Thus, while trade-related environment measures are multilateral and commonly agreed by the concerned parties, the environment-related trade measures are national. Both types can be materialized in policies either at internal or at bilateral level, and those policies are enforced through multilateral Free Trade Agreements (FTAs), and/or through Multilateral Environmental Agreements (MEAs) and controlled by the WTO. However, it is difficult to distinguish between these two types of measures. As explained in another study performed by APEC, ‘The Impact of Environmental Regulation on Trade’ (2009) is aimed at protecting the environment, but the lack of recognized definitions makes it difficult to differentiate them since some countries may have different interpretations of these measures.
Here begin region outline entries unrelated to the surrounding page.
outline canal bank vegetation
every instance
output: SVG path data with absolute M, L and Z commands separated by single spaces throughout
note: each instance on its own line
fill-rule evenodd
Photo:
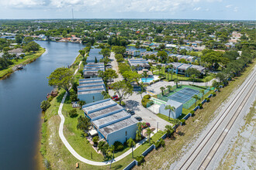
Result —
M 35 53 L 26 52 L 24 57 L 19 57 L 19 59 L 17 57 L 13 58 L 12 55 L 6 55 L 6 58 L 8 59 L 0 57 L 0 63 L 7 63 L 7 65 L 5 64 L 2 66 L 0 66 L 0 79 L 12 73 L 16 70 L 16 66 L 26 65 L 33 62 L 40 57 L 45 52 L 45 49 L 40 47 L 39 50 L 35 51 Z M 5 60 L 4 61 L 4 60 Z
M 185 126 L 178 126 L 171 138 L 165 139 L 164 148 L 154 150 L 144 158 L 143 167 L 135 169 L 168 168 L 171 163 L 178 161 L 196 139 L 200 132 L 216 116 L 214 112 L 221 107 L 231 93 L 237 89 L 254 70 L 255 61 L 247 64 L 240 76 L 235 76 L 221 91 L 217 92 L 217 97 L 211 98 L 211 102 L 204 104 L 204 109 L 199 109 L 193 117 L 185 121 Z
WTO and its precedence – GATT – although having no official definition of TREMs, have often used this term in the documents and agreements. Because of this popularity and in order to stand at a neutral and objective point, in this study we regard green trade barriers as trade-related measures including all restrictions imposed by a country or a group of countries on imported goods from other countries based on environmental concern. This concern involves the threat to the environment of both implementing country and of the world as a whole. For example, the EU required exporters to minimize the amount of packaging waste and use recyclable materials in their products so that the consumption of these products does not create more burdens of solving trash and land degradation on EU, which affects their own environment. Besides, the EU also issues the directives preventing illegal, unreported and unregulated (IUU) fishing to deal with its threat to the survival of coastal communities all over the world.
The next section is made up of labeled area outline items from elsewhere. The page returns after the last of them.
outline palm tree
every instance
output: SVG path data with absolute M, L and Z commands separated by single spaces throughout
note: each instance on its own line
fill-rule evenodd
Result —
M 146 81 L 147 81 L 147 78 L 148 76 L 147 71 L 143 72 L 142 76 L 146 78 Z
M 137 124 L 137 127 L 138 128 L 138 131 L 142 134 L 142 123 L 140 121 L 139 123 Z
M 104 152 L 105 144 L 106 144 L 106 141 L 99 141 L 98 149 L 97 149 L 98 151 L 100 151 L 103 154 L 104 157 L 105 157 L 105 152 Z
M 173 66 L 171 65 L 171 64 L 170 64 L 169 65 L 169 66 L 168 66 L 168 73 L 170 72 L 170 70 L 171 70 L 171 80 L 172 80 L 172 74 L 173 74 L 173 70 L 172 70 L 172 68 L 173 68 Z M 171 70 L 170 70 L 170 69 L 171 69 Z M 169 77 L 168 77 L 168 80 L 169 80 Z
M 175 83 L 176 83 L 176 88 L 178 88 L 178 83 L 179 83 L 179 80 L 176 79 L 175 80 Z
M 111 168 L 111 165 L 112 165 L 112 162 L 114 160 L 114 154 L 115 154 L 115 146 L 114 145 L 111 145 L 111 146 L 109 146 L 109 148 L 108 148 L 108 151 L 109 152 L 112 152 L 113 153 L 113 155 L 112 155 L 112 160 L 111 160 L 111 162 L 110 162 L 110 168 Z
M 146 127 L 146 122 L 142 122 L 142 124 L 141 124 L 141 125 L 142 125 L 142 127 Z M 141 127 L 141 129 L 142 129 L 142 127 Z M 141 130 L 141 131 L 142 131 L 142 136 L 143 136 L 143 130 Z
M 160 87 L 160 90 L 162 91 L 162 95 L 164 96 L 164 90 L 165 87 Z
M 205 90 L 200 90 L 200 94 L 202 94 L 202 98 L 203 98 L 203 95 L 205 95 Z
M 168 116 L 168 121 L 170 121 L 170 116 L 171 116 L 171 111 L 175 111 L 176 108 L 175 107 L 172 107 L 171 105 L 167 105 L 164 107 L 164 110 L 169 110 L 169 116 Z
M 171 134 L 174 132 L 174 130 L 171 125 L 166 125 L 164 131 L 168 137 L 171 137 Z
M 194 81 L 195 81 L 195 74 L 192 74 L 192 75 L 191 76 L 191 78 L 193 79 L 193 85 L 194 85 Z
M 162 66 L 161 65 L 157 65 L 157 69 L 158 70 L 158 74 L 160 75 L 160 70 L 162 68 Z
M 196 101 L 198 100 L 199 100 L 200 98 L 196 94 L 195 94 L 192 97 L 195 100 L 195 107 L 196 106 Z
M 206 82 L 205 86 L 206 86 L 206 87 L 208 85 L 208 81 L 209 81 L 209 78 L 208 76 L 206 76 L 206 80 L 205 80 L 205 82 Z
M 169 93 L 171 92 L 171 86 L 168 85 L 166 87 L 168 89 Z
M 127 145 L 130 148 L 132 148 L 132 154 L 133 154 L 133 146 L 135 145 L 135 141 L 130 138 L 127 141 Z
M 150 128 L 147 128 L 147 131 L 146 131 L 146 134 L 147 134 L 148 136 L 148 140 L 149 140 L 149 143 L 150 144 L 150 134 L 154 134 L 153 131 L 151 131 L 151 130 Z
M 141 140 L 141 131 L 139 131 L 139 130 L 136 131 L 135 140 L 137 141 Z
Environment Protection or Trade Protectionism

While consensus on the necessity of environmental protection through the enforcement of green barriers has been reached, the protection and protectionism, in practice, are likely to be confused. Green rules can be abused and environmental issues are used as an excuse for trade protectionism. There have been many disputes on this issue in recent years. In such cases, some countries wanted to ban the import on environmental grounds, while exporting countries invoked their rights of non-discrimination in trade granted under the General Agreement on Tariffs and Trade (GATT) and other agreements under the World Trade Organization (WTO). A central issue in this conflict is the legitimacy of unilateral action and national decision-making under WTO law, as opposed to multilateral decision-making. Another line of conflict (often indistinguishable from the first) runs between the governments of the large developed markets in the North, with their strong environmentalist movements, and the smaller trading nations, in particular in the developing world (Biermann 2001).

Regarding the former, one should remember that WTO is not an environment agency and WTO jurisprudence has affirmed that WTO rules do not take precedence over environmental concerns. Its main objective is to foster international trade and open markets. However, WTO rules permit members to take trade-restricting measures to protect their environment under specific conditions as mentioned in Article XX of GATT:

Subject to the requirement that such measures are not applied in a manner which would constitute a means of arbitrary or unjustifiable discrimination between countries where the same conditions prevail, or a disguised restriction on international trade, nothing in this Agreement shall be construed to prevent the adoption or enforcement by any contracting party of measures: … (b) necessary to protect human, animal or plant life or health; … (g) relating to the conservation of exhaustible natural resources if such measures are made effective in conjunction with restrictions on domestic production of consumption ...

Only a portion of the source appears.